This question asks whether the Iran men’s national soccer team (Team Melli), which qualified for the 2026 FIFA World Cup, will successfully play all of its scheduled matches in the tournament. Iran qualified in March 2025 and is expected to participate in the World Cup hosted by the United States, Canada, and Mexico starting on June 11, 2026. ([en.wikipedia.org](https://en.wikipedia.org/wiki/Iran_at_the_FIFA_World_Cup)) However, as of late April–May 2026, there is significant uncertainty around Iran’s participation due to geopolitical tensions, including conflict involving Iran, visa restrictions, and political disputes with host nations. Iranian officials have at times suggested the team may not participate, while FIFA leadership has publicly stated that Iran is expected to play. ([mainepublic.org](https://www.mainepublic.org/npr-news/2026-03-11/irans-soccer-team-cannot-participate-in-the-fifa-world-cup-iranian-minister-says)) The question resolves based on whether Iran actually completes all of the matches it is scheduled to play in the 2026 FIFA World Cup, including group stage matches and any knockout-stage matches for which it qualifies.

Resolution Criteria

This question resolves as **Yes** if the Iran national team takes the field and completes every match that it is officially scheduled to play in the 2026 FIFA World Cup. - “Scheduled matches” includes all matches assigned to Iran by FIFA during the tournament (at minimum, group-stage matches, and any knockout matches if Iran qualifies for them). - A match counts as “played” if it is officially started and completed on the field (including matches decided after extra time or penalties).

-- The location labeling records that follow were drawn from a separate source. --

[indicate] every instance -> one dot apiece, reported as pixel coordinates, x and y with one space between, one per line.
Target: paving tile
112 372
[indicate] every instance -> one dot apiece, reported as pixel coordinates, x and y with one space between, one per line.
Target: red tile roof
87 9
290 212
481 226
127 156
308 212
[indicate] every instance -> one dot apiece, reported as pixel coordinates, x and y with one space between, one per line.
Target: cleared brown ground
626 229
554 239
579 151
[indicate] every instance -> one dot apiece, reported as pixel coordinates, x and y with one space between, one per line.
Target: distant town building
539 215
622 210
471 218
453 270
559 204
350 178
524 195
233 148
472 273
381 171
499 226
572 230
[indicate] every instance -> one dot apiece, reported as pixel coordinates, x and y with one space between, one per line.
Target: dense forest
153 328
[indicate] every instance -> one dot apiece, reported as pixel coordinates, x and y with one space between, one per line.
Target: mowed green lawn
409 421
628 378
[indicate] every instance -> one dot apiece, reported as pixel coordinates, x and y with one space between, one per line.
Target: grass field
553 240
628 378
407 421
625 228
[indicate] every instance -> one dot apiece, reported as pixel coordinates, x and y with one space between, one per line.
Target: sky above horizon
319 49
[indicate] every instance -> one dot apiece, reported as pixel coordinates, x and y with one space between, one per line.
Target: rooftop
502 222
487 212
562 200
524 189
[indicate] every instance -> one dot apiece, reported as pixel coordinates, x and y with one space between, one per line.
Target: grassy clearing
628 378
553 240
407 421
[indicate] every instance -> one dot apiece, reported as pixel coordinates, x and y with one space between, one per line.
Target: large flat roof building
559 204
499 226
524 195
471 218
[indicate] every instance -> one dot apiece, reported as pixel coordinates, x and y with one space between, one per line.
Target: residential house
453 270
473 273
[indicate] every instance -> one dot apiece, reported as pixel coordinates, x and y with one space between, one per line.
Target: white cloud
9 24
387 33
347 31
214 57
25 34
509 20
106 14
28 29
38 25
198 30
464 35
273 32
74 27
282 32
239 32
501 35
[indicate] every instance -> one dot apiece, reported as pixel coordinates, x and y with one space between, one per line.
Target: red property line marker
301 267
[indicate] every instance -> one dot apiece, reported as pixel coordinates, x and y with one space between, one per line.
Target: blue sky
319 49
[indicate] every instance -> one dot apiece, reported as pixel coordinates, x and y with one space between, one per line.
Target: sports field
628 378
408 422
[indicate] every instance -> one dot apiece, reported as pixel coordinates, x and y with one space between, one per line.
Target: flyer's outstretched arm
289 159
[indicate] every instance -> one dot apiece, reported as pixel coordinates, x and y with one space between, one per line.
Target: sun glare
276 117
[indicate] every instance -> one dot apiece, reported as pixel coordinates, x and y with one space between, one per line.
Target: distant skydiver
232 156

This question resolves as **No** if any of the following occur: - Iran withdraws or is withdrawn before or during the tournament and does not play all scheduled matches. - Iran forfeits, cancels, or is unable to play one or more scheduled matches for any reason (including political, logistical, or disciplinary reasons). - Iran is expelled, banned, or replaced by another team at any point after the schedule is set. Resolution will be based on official FIFA records and match reports published on FIFA.com. Reliable secondary sources (e.g., major international sports news outlets such as AP News, Reuters, BBC Sport) may be used to confirm events if needed.

Fine Print

- If Iran fails to qualify for the knockout stage, the question still resolves **Yes** provided it plays all of its scheduled group-stage matches. - If a match is abandoned but later officially replayed and completed by Iran, it counts as played. - If FIFA officially awards a match result without it being played (e.g., a forfeit win/loss), this does **not** count as the match being played. - If the entire tournament is canceled or significantly restructured such that Iran has no scheduled matches, the question should be annulled. - Friendly matches or pre-tournament games are not relevant. - Only matches within the official 2026 FIFA World Cup tournament count.